British American Tobacco performed well in the three months to the end of March 2012 with increased total volumes, as well as continued growth in revenue and Global Drive Brands. Group volumes were higher than last year despite industry volume decline. There are encouraging signs that the overall industry volume decline is moderating.
Group revenue for the three months, on an organic basis and at constant rates of exchange, grew by 6 per cent, driven by volume growth, improving mix and continued good pricing. At current exchange rates, organic revenue grew by 4%, as movements in some of the Group’s trading currencies adversely impacted revenues.

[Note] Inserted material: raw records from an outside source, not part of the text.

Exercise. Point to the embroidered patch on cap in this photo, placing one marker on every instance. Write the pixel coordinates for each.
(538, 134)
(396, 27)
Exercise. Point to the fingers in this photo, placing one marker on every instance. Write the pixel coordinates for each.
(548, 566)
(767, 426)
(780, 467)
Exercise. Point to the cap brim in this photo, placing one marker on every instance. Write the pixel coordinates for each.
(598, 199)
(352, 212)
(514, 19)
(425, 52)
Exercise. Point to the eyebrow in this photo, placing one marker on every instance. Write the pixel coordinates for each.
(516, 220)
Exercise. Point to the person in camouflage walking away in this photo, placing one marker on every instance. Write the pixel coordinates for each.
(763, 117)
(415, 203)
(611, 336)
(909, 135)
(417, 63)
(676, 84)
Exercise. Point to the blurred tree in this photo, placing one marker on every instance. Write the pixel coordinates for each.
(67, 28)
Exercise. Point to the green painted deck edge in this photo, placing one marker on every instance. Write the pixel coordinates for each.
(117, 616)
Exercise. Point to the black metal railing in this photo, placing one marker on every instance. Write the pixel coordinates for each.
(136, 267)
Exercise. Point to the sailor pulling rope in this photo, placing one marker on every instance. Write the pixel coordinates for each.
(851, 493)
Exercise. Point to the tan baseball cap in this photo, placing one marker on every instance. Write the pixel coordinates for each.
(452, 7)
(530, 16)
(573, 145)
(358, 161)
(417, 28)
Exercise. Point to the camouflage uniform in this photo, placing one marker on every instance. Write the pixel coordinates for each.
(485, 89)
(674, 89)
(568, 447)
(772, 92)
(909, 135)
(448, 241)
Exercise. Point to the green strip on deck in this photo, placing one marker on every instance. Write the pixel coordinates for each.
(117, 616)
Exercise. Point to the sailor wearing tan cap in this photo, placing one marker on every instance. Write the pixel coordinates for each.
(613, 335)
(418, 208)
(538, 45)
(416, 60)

Group volumes from subsidiaries were 166 billion, up 1.3 per cent including the acquisition of Protabaco in October 2011. Organic volumes increased by 0.7 per cent principally driven by growth in Brazil, GCC, Denmark, Bangladesh and Vietnam, partially offset by lower volumes in Italy and South Korea.
Innovations continued to drive the four Global Drive Brands’ performance which led to a volume growth of 6 per cent. Kent was up 7 per cent, driven by Russia, Japan, Middle East, Ukraine and Azerbaijan. Dunhill was in line with last year, mainly as growth in Brazil, GCC, Malaysia, South Africa and Romania was offset by a decline in South Korea. Lucky Strike was up 26 per cent following strong growth in Germany, Spain, Poland, France and Chile. Pall Mall was up 4 per cent largely as a result of growth in Germany, Pakistan, Russia and Uzbekistan, partially offset by declines in Chile, Italy and Spain.
Although there are indications that industry volume decline is moderating, the unsettled economic climate and currency headwinds continue to present a challenging trading environment.
The segmental analysis of the volumes of subsidiaries was as follows:
3 months to
3 months to
The Group resumed an on-market share buy-back programme from the end of February 2012. During the three months to 31 March 2012, 5 million shares were bought at a total cost of £150 million excluding transaction costs.
The Group has sufficient financing and facilities available for the foreseeable future.
There have been no material events, transactions or change in the financial position of the Group since the year end, other than as outlined in this statement. Further, the Board is not aware of any material events, transactions or change in the financial position of the Group which have occurred up to and including 25 April 2012, being the latest practicable date before the date of the publication of this Interim Management Statement.
In our Preliminary Announcement, we announced the resignation of Christine Morin-Postel as a member of the Audit Committee with effect from 21 February 2012 due to a personal conflict of interest. Since then, we have taken the opportunity to review the membership of all of our principal Board Committees, which subject to re-election of all Directors at the AGM, will all take effect immediately following the AGM on 26 April 2012:
Audit Committee: Ann Godbehere and Kieran Poynter have been appointed; and Sir Nicholas Scheele has resigned. CSR Committee: Christine Morin-Postel and Sir Nicholas Scheele have been appointed; and Ann Godbehere, Gerry Murphy and Kieran Poynter have resigned. Remuneration Committee: Gerry Murphy has been appointed to succeed Anthony Ruys as Chairman; no changes in membership. Nominations Committee: no changes in membership.